Initially, the ICMC group of researchers had decided to use data from 2009 onwards in the work, because that year the Enem was reformulated to unify the entrance exams of Brazilian federal universities. However, data related to a few years, such as 2011, was disorganized. As early as 2018, the information on the students’ school type was omitted by most students.

Because of these limitations, the scientists chose to study the period from 2012 to 2017, and calculated, for each of these six years, what they called the “attributes” of the students, ranging from the responses to the Enem socioeconomic questionnaire to the grades four areas of knowledge and writing. As all this information was essential for the investigation, data from students who did not respond, for example, if they had a disability or who had zeroed in any of the competences, were discarded. Thus, although more than five million students participated in Enem in each of the years analyzed, the filtering resulted in a sample of approximately 1.3 million young people per year.

In general, specialists agree that the Access to Information Law (LAI) was essential for carrying out the work, but they emphasize that it is necessary to improve the quality, organization and standardization of data, so that they become potentially more useful to the analyses, as well as for the construction of new public policies aimed at qualifying education in the most deficient regions.

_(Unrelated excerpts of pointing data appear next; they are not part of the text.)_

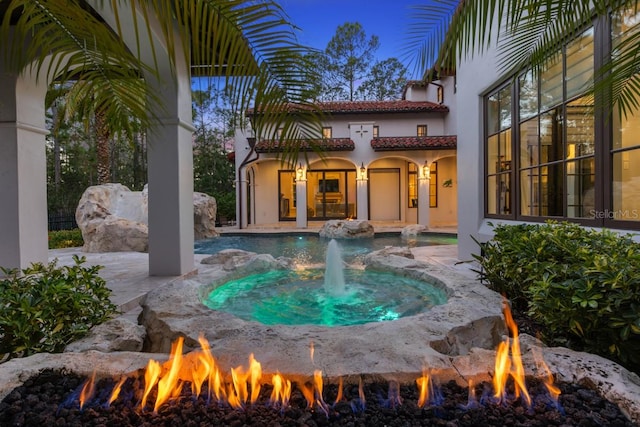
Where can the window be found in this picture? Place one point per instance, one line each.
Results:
(498, 149)
(287, 195)
(412, 180)
(624, 152)
(331, 194)
(433, 185)
(541, 145)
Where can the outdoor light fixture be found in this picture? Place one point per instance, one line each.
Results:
(426, 172)
(300, 171)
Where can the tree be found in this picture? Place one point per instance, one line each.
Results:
(348, 55)
(249, 43)
(530, 33)
(386, 81)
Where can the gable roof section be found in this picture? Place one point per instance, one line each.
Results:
(397, 143)
(328, 144)
(368, 107)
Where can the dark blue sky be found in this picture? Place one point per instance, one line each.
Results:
(319, 19)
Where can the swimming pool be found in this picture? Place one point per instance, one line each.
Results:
(311, 249)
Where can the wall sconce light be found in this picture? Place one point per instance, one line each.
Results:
(300, 171)
(426, 172)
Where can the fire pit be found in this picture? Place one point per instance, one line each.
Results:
(434, 368)
(191, 389)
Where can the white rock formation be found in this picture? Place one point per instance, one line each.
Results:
(413, 230)
(113, 218)
(117, 334)
(346, 229)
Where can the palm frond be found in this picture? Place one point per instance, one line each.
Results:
(68, 42)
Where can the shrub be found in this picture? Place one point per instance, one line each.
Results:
(65, 239)
(582, 285)
(43, 308)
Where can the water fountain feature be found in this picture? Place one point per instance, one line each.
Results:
(335, 296)
(334, 270)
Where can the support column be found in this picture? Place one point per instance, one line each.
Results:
(423, 195)
(23, 180)
(362, 196)
(170, 163)
(171, 235)
(301, 198)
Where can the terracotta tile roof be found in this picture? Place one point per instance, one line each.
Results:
(330, 144)
(364, 107)
(414, 143)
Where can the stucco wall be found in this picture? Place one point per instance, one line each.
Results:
(446, 214)
(474, 77)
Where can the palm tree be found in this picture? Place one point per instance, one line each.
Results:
(530, 32)
(248, 43)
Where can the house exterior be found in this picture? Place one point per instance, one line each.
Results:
(391, 161)
(533, 148)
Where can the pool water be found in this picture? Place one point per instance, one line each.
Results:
(311, 249)
(300, 297)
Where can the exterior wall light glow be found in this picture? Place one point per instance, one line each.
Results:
(300, 171)
(426, 172)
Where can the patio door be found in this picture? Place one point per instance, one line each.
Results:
(331, 194)
(384, 194)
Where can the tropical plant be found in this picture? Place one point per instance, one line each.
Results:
(582, 285)
(45, 307)
(445, 31)
(248, 43)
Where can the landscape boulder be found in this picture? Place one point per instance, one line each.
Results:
(113, 218)
(346, 229)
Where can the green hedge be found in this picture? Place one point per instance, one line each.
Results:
(582, 285)
(44, 307)
(65, 239)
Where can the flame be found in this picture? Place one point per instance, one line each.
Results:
(517, 372)
(339, 397)
(501, 370)
(238, 392)
(307, 392)
(88, 389)
(361, 393)
(281, 392)
(151, 375)
(318, 384)
(116, 390)
(472, 399)
(170, 386)
(423, 386)
(509, 363)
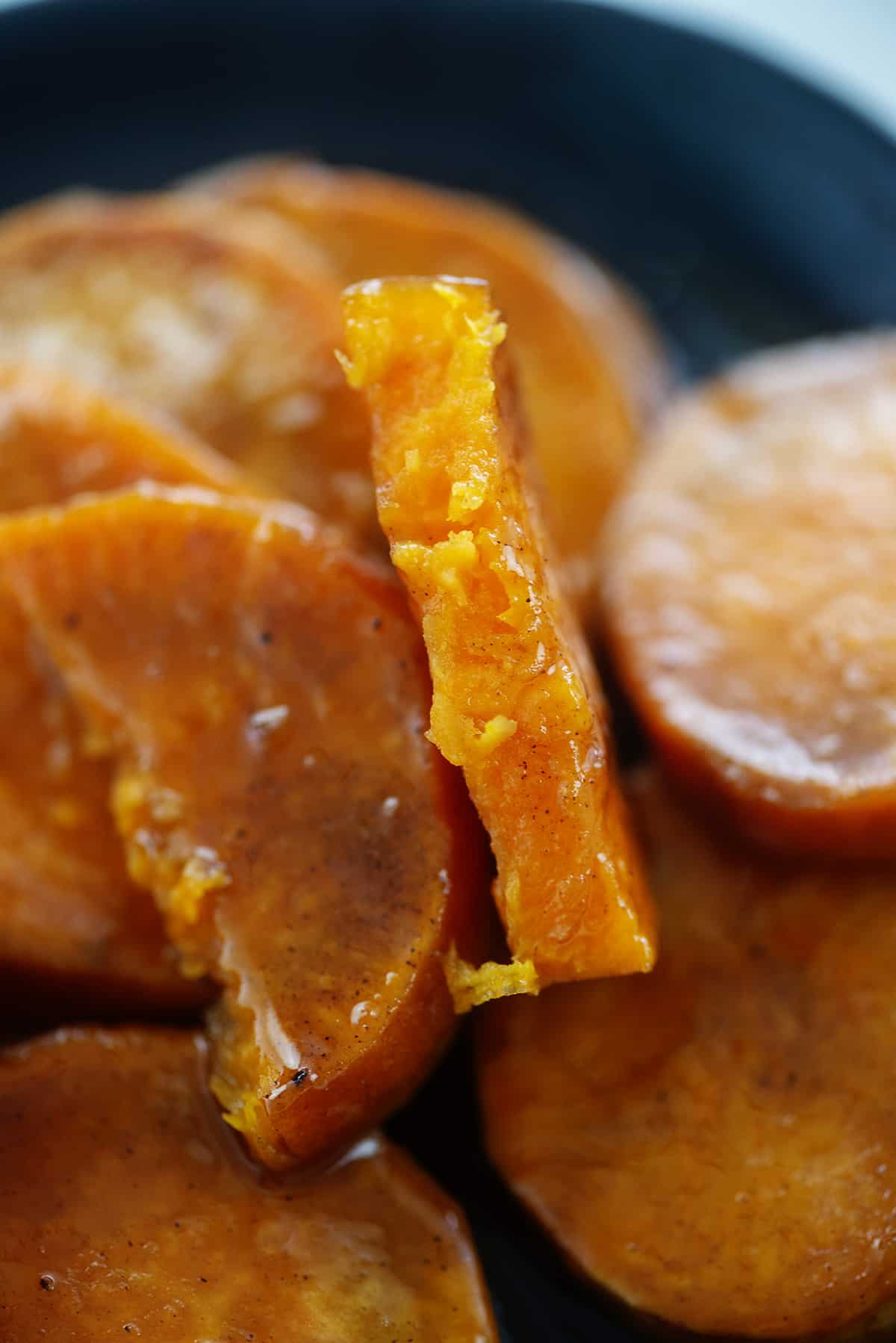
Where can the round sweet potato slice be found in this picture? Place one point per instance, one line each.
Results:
(715, 1142)
(226, 321)
(128, 1212)
(265, 696)
(73, 925)
(753, 595)
(590, 365)
(60, 438)
(516, 698)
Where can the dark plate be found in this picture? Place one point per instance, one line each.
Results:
(746, 207)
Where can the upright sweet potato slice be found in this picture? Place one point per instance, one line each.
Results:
(265, 695)
(225, 321)
(590, 365)
(60, 438)
(516, 698)
(753, 595)
(127, 1212)
(73, 925)
(715, 1143)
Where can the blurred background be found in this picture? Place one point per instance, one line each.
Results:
(847, 46)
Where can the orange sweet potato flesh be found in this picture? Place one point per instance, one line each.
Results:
(516, 698)
(265, 696)
(715, 1143)
(72, 923)
(751, 595)
(226, 323)
(590, 365)
(127, 1210)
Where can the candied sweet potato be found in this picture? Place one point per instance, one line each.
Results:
(516, 698)
(265, 696)
(72, 923)
(127, 1212)
(715, 1142)
(751, 595)
(590, 365)
(60, 438)
(227, 323)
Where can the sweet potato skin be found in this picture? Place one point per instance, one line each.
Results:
(516, 698)
(591, 367)
(264, 695)
(226, 324)
(75, 934)
(751, 594)
(127, 1210)
(715, 1143)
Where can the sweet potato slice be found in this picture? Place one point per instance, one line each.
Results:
(225, 321)
(73, 925)
(265, 695)
(516, 698)
(590, 365)
(60, 438)
(715, 1142)
(753, 595)
(125, 1210)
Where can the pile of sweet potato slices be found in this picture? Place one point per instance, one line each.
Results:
(301, 575)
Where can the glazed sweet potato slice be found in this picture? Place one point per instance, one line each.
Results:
(125, 1210)
(265, 696)
(226, 323)
(516, 698)
(753, 595)
(714, 1143)
(60, 438)
(73, 925)
(590, 365)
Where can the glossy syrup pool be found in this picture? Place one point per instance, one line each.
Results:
(744, 207)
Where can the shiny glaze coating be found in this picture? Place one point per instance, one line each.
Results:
(715, 1142)
(590, 365)
(265, 698)
(226, 323)
(60, 438)
(72, 923)
(516, 698)
(127, 1212)
(751, 587)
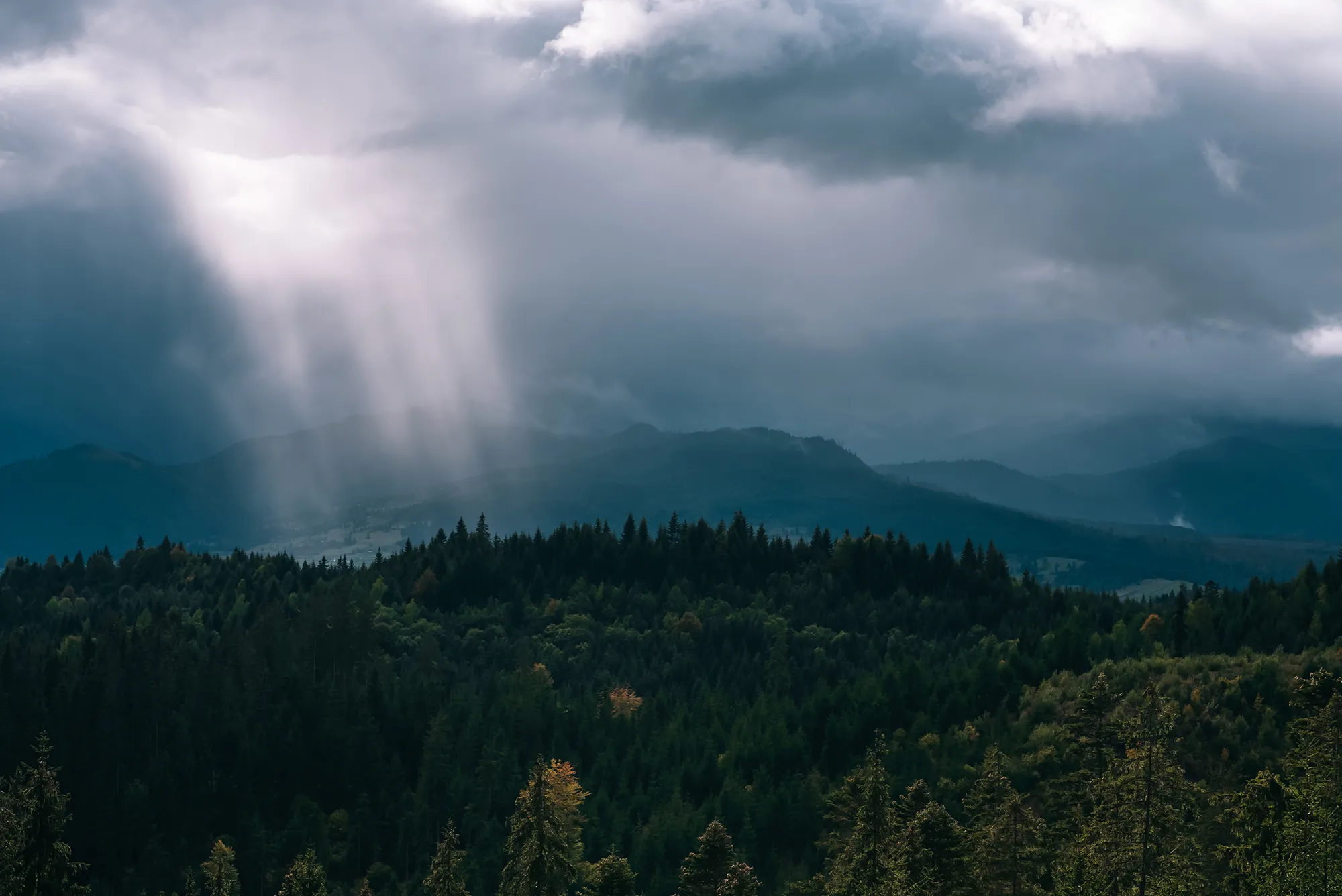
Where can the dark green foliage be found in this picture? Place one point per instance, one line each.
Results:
(1006, 835)
(219, 873)
(611, 877)
(543, 836)
(865, 838)
(445, 873)
(305, 878)
(709, 866)
(347, 714)
(34, 858)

In the future, the ICMC group intends to research student performance between the years 2018 to 2022, which will allow us to investigate the impacts of the pandemic and the most recent change in Government on student performance at Enem. According to Inep, in 2021, for example, only four million students signed up for the edition, the lowest number of participants in 13 years.

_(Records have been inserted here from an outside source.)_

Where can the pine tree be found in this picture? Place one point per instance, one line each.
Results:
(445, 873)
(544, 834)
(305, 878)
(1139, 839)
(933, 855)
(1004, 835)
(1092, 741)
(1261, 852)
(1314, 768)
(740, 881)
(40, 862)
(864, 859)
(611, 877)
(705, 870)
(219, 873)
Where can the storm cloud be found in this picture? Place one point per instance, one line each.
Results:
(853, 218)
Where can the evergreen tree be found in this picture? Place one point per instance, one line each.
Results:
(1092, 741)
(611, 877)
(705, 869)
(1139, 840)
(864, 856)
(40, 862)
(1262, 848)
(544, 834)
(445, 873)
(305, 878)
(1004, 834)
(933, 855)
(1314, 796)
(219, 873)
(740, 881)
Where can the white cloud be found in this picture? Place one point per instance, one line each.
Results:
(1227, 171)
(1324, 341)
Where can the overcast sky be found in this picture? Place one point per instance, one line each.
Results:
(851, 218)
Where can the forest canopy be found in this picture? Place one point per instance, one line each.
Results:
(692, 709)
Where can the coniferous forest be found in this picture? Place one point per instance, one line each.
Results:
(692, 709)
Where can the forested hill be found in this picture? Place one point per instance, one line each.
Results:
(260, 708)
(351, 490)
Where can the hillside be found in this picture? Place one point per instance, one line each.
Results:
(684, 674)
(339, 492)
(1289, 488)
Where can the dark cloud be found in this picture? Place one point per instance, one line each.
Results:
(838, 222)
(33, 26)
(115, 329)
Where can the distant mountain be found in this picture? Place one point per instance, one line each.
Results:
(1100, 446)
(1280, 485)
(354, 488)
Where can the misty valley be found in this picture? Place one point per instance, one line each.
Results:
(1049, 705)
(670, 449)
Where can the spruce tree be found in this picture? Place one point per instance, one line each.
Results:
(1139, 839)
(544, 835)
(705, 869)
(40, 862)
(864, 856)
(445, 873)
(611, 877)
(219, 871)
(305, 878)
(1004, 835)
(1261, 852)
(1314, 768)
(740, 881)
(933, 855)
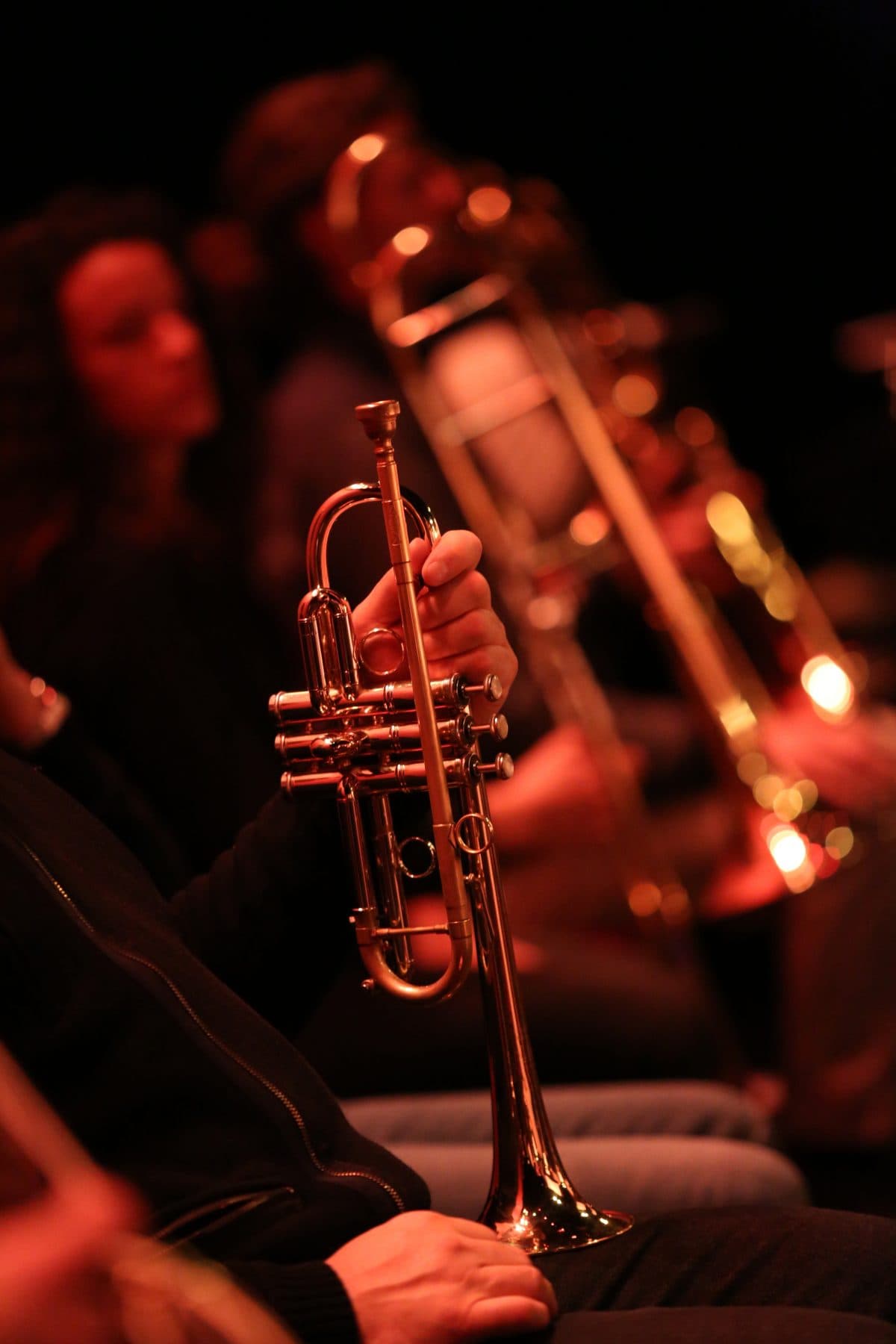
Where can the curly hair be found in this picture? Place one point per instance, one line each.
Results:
(50, 449)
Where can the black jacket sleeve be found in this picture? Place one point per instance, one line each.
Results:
(307, 1297)
(270, 917)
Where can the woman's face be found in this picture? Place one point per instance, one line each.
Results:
(137, 354)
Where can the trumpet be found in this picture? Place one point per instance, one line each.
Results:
(373, 739)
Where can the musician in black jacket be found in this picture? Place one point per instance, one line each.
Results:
(139, 1021)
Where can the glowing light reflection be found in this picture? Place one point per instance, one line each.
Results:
(788, 848)
(488, 205)
(694, 426)
(603, 327)
(828, 685)
(367, 148)
(590, 526)
(411, 241)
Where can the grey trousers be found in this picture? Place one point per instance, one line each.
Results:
(644, 1148)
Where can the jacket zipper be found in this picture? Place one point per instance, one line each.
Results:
(220, 1045)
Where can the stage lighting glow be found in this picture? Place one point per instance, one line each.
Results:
(828, 685)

The study is the result of a postgraduate discipline called “Topics in Databases” and generated an article published in the scientific journal Journal of Information and Data Management , authored by researchers Afonso Matheus Sousa Lima, Alexander Ylnner Choquenaira Florez, Alexis Iván Aspauza Lescano, João Victor de Oliveira Novaes and Natalia de Fatima Martins. The work also had the participation and guidance of professors Robson Leonardo Ferreira Cordeiro, Caetano Traina Junior, Elaine Parros Machado de Sousa and José Fernando Rodrigues Junior, all from ICMC. They are part of the Institute’s Database and Image Group (GBdI).